I was thinking that I would have to sit out this week and then I remembered... 2 1/2 years ago I went to Halifax because my dad was having a kidney transplant (he's doing great now), and I had taken some pics of St. Mary's Basilica!
They aren't the best quality pics, in fact I couldn't get the whole height of the church in one pic, then again St. Mary's has the highest free standing granite spire in North America.
(please excuse the wires, buildings next door, etc... I am not a 'photoshopper')
Here are a few interesting facts:
*A group of Irish Catholics bought the land for the church in 1784 after a repeal of certain penal laws forbidding Catholic Worship. Building was started on Halifax's first Catholic church, at the time known as St. Peter's.
*In 1801 its was evident that St. Peter's was rapidly becoming too small for the growing congregation. In 1820 construction began on what was to be the second Catholic cathedral in Canada, renamed St. Mary's. Prior to this Halifax only had two other masonry buildings - Government House and The Admiral's House - even the citadel was not constructed until 1829.
*Local craftsmen had not constructed a roof of such size so local shipwrights were brought in to build the roof as they would the hull of a ship!
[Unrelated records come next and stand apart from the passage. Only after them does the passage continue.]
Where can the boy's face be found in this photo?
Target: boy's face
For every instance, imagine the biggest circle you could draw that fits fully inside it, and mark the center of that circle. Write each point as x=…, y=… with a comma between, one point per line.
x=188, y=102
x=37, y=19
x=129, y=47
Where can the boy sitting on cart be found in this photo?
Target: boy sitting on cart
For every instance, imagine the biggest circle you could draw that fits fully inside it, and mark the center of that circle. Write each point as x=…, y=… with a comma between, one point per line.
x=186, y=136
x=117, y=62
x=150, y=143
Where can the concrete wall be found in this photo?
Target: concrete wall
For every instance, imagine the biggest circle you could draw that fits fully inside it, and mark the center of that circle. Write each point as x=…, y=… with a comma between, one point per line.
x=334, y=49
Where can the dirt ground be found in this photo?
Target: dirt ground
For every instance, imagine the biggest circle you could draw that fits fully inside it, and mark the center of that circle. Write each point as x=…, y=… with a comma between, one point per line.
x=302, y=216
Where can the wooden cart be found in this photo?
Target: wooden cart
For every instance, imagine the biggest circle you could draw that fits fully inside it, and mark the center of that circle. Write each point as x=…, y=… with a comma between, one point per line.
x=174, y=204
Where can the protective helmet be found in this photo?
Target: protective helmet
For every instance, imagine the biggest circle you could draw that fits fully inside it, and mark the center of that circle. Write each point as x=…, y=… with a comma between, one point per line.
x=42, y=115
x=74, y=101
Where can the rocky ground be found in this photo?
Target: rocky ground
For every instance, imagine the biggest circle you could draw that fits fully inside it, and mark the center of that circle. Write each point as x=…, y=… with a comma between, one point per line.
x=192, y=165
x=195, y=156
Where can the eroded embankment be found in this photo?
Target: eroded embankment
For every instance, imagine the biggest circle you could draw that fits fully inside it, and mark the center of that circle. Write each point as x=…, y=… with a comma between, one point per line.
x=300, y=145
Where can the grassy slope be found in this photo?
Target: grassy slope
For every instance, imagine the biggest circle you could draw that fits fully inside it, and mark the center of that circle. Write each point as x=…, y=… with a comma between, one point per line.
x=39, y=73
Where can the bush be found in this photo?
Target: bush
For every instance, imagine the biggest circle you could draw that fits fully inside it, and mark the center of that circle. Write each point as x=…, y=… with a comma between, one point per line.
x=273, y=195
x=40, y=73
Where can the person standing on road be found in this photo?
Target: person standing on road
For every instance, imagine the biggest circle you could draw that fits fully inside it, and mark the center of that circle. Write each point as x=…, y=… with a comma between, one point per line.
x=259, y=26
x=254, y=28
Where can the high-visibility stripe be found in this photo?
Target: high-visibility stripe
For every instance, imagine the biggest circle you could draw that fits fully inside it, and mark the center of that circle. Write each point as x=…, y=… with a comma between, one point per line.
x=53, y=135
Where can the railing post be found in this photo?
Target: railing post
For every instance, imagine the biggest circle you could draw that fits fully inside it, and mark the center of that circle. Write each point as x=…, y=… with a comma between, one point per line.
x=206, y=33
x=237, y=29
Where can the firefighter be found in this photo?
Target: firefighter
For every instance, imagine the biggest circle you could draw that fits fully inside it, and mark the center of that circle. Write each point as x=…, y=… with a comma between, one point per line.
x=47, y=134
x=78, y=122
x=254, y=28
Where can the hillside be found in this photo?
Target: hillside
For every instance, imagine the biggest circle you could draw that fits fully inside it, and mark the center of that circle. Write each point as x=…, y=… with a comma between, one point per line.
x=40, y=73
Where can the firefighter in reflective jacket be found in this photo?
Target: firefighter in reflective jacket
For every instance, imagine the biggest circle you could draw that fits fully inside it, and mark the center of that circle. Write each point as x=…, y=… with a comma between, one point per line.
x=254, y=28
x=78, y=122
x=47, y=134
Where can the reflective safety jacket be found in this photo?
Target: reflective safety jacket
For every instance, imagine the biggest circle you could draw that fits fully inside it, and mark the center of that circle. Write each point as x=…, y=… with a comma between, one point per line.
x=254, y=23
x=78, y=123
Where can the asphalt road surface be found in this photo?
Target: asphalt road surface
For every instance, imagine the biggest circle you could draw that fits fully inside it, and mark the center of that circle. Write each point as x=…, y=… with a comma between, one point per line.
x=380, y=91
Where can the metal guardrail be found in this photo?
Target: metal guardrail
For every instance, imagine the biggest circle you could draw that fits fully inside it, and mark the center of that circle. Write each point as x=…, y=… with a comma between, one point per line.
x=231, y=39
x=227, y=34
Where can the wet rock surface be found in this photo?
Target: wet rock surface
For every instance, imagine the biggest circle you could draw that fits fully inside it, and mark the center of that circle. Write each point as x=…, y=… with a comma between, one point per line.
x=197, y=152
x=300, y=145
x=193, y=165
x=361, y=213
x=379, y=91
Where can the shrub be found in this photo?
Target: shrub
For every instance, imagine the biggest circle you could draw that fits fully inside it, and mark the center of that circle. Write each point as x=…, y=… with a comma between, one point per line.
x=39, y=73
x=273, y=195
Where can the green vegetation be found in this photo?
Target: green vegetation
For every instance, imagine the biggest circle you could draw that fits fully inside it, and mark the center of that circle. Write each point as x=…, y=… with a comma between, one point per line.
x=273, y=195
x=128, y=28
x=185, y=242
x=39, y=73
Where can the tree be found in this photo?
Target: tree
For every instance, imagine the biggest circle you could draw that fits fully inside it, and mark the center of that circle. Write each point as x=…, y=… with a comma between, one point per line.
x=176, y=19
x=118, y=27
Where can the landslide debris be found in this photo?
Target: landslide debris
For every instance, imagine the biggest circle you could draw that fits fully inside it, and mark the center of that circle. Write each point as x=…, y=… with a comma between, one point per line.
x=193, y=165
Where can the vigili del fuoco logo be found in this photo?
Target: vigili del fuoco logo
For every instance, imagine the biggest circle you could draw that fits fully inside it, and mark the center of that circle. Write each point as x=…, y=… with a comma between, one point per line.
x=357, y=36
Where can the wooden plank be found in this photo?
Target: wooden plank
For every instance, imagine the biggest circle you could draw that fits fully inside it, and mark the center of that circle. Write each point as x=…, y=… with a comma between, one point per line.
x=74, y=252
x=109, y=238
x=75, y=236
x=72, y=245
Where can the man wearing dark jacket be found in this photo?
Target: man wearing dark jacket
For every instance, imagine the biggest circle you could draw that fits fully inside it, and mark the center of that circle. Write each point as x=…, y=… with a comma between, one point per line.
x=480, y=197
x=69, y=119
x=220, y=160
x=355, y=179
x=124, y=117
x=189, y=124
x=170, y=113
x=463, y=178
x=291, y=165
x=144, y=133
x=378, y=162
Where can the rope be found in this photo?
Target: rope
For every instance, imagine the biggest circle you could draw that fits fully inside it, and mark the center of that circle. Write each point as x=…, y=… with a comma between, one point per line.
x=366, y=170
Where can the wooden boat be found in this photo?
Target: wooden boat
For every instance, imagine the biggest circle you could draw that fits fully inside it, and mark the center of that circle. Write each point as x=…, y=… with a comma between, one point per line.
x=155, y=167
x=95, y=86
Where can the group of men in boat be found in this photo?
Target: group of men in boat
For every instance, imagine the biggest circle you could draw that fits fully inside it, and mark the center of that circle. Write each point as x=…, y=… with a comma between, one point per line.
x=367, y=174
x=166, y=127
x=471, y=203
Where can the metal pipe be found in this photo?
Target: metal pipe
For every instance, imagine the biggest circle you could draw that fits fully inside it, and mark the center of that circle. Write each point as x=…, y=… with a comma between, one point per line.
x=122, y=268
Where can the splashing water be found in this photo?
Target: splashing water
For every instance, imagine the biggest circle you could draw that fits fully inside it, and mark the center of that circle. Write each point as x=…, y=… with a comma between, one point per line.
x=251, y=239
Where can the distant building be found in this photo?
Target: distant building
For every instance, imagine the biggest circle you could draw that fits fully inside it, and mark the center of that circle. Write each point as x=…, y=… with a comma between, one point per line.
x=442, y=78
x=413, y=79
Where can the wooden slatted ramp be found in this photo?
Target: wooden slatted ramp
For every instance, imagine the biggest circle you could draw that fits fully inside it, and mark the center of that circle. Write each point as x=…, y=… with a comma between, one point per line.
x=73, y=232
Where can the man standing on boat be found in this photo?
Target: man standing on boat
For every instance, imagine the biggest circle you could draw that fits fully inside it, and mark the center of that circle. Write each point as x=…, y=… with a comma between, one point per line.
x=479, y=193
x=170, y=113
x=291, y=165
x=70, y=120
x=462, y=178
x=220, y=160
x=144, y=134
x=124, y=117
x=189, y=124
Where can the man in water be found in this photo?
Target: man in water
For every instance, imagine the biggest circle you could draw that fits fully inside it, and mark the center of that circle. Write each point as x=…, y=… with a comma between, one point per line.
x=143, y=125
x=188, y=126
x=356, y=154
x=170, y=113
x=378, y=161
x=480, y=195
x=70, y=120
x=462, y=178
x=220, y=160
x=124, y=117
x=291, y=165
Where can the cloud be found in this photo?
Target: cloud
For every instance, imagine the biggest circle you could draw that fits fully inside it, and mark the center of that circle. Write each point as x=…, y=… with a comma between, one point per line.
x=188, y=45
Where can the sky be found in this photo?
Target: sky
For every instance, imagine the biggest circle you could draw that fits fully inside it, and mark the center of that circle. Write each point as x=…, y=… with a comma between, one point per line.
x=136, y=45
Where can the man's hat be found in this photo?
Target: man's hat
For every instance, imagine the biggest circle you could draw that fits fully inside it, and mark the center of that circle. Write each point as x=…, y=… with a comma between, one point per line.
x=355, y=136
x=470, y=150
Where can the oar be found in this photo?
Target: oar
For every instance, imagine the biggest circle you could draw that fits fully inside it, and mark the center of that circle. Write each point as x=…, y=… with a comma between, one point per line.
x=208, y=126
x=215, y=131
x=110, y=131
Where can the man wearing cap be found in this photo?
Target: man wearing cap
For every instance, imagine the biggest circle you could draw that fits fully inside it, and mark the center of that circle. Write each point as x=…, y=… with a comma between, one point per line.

The original adze (planed) beams are still in place.
*Due to different renovations/additions over the years the exterior gothic style is eclectic with evidence of German, French and English gothic. Today the basic exterior structure is the same as it in 1874 after the completion of renovations (although there have been more reno's)
*In 1950 Pope Pius XII bestowed the honorary title of Basilica upon the cathedral.
*A set of eleven bells were installed in 1879, the largest weights 1200 lbs and the smallest 200 lbs. During the Halifax explosion in 1917 some of the bells were cracked and sent to England to be recast. They were reinstalled as a part of the first centenary celebration of St. Mary's and honour those from the parish that served in World War I.